I would have to cut thru 5/8" sheetrock, 3/4" plywood, and 1/2" sheetrock... so a very small drill hole that the round jacket speaker wire fits in will work a whole lot easier for me. I'll stick some black heat shrink around the speaker wire and with the black ceiling you'll never know its there. 

Uh... yeah... hillbilly style. :bigsmile:

I luv my duct tape too!


----------



## NBPk402

Sonnie said:


> I would have to cut thru 5/8" sheetrock, 3/4" plywood, and 1/2" sheetrock... so a very small drill hole that the round jacket speaker wire fits in will work a whole lot easier for me. I'll stick some black heat shrink around the speaker wire and with the black ceiling you'll never know its there.
> 
> Uh... yeah... hillbilly style. :bigsmile:
> 
> I luv my duct tape too!


Gaffers tape... :T


----------



## luisv

Great looking room and now that you've had the SVS Ultra speakers for a few months I'm curious as to your thoughts. Still as happy with them since you first set them up? Do you feel there is room for improvement? Any additional thoughts would be appreciated as I'm auditioning speakers and the Ultras are also on my list. I'm also looking into Ascend Acoustics Towers with the RAAL tweeters and matching Horizon center. For the last 16+ years, I've been using B&W 804 Matrix speakers within my system and I'm finally getting the itch to try something new. It's not a dedicated room, but I do have various panels and traps throughout. Main use is HT, but we do enjoy listening to music; however, my critical listening habits are few and far between watching movies. Room is roughly 17 x 19.


----------



## Sonnie

I don't have the SVS speakers any longer (I don't keep anything very long being in the audio business), but I can attest to the fact they are next to the best speakers I have had in my room... only surpassed by the $10K MartinLogan Montis... and then not by very much of a margin. I don't think you will go wrong with them. Plus... if you are in the U.S. you can try them out for 45 days... it's risk free. As with any speaker... for critical music listening, placement is a key factor. Not nearly as critical for movies, and the Ultras are absolutely killer on movies too.


----------



## Talley

luisv said:


> Great looking room and now that you've had the SVS Ultra speakers for a few months I'm curious as to your thoughts. Still as happy with them since you first set them up? Do you feel there is room for improvement? Any additional thoughts would be appreciated as I'm auditioning speakers and the Ultras are also on my list. I'm also looking into Ascend Acoustics Towers with the RAAL tweeters and matching Horizon center. For the last 16+ years, I've been using B&W 804 Matrix speakers within my system and I'm finally getting the itch to try something new. It's not a dedicated room, but I do have various panels and traps throughout. Main use is HT, but we do enjoy listening to music; however, my critical listening habits are few and far between watching movies. Room is roughly 17 x 19.

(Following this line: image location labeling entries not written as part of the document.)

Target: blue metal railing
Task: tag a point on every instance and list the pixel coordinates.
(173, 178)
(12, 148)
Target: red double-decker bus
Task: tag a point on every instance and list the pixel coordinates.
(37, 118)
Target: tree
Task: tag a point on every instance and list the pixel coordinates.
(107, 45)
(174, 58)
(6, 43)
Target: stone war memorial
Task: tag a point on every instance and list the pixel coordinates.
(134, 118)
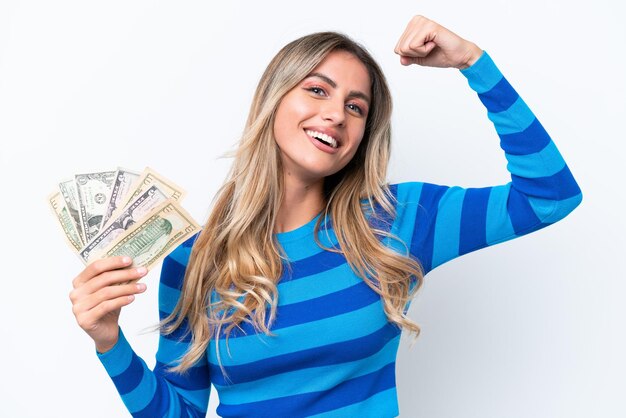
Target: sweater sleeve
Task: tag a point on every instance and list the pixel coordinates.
(159, 392)
(442, 223)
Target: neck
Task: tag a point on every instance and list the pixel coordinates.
(302, 201)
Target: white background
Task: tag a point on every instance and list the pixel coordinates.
(529, 328)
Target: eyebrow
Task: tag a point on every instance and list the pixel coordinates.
(353, 93)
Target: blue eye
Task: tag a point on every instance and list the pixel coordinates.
(355, 108)
(317, 91)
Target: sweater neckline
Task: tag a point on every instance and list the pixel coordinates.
(300, 232)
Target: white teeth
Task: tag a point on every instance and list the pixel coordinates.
(329, 140)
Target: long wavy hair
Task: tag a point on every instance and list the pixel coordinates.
(236, 261)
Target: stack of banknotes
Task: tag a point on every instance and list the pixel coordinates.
(122, 212)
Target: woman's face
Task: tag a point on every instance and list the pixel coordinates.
(319, 124)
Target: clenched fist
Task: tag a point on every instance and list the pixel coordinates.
(427, 43)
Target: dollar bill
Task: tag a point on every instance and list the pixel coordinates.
(70, 196)
(133, 213)
(94, 190)
(154, 237)
(124, 179)
(148, 178)
(63, 216)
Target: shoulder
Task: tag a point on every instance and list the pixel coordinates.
(174, 265)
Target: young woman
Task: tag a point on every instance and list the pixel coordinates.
(292, 299)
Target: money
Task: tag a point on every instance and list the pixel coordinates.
(156, 236)
(94, 190)
(138, 209)
(121, 212)
(70, 195)
(124, 179)
(57, 203)
(150, 177)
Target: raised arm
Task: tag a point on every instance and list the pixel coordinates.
(442, 222)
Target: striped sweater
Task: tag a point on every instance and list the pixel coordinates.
(333, 353)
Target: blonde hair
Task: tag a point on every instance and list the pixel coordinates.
(236, 261)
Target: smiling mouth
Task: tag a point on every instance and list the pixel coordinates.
(323, 138)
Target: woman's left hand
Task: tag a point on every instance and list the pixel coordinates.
(427, 43)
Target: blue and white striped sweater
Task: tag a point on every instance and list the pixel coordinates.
(333, 353)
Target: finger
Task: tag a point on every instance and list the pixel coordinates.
(106, 294)
(108, 278)
(99, 267)
(411, 30)
(88, 320)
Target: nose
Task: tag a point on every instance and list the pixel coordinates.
(334, 111)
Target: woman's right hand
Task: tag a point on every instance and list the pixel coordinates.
(100, 291)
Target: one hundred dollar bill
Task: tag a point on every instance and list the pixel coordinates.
(154, 237)
(63, 216)
(124, 180)
(94, 190)
(70, 196)
(140, 208)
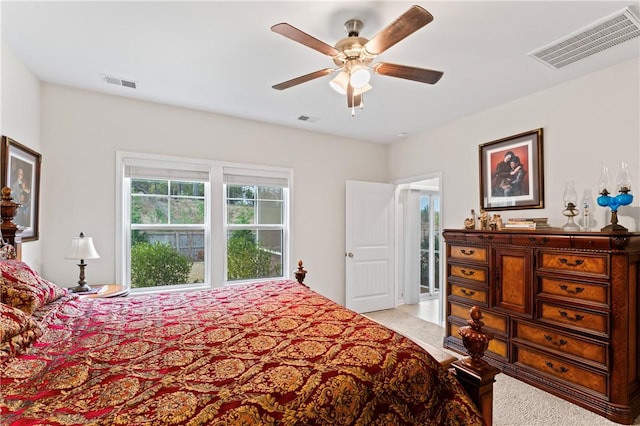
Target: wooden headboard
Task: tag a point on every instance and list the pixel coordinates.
(10, 231)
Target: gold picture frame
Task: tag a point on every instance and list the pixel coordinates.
(511, 172)
(21, 172)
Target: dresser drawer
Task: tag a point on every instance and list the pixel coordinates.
(471, 294)
(497, 347)
(495, 322)
(468, 272)
(562, 369)
(526, 239)
(577, 319)
(590, 351)
(582, 264)
(472, 253)
(576, 290)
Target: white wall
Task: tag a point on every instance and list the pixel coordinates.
(81, 131)
(588, 122)
(20, 119)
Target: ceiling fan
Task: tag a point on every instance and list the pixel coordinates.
(354, 56)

A...M...A...Z...E...D......

The Ultra system explained in 6 words 

...until I hear better.


----------



## luisv

Thanks for the input. I took a look at your build and I have the same sub and projector. :T


----------



## luisv

Sonnie said:


> I don't have the SVS speakers any longer (I don't keep anything very long being in the audio business), but I can attest to the fact they are next to the best speakers I have had in my room... only surpassed by the $10K MartinLogan Montis... and then not by very much of a margin. I don't think you will go wrong with them. Plus... if you are in the U.S. you can try them out for 45 days... it's risk free. As with any speaker... for critical music listening, placement is a key factor. Not nearly as critical for movies, and the Ultras are absolutely killer on movies too.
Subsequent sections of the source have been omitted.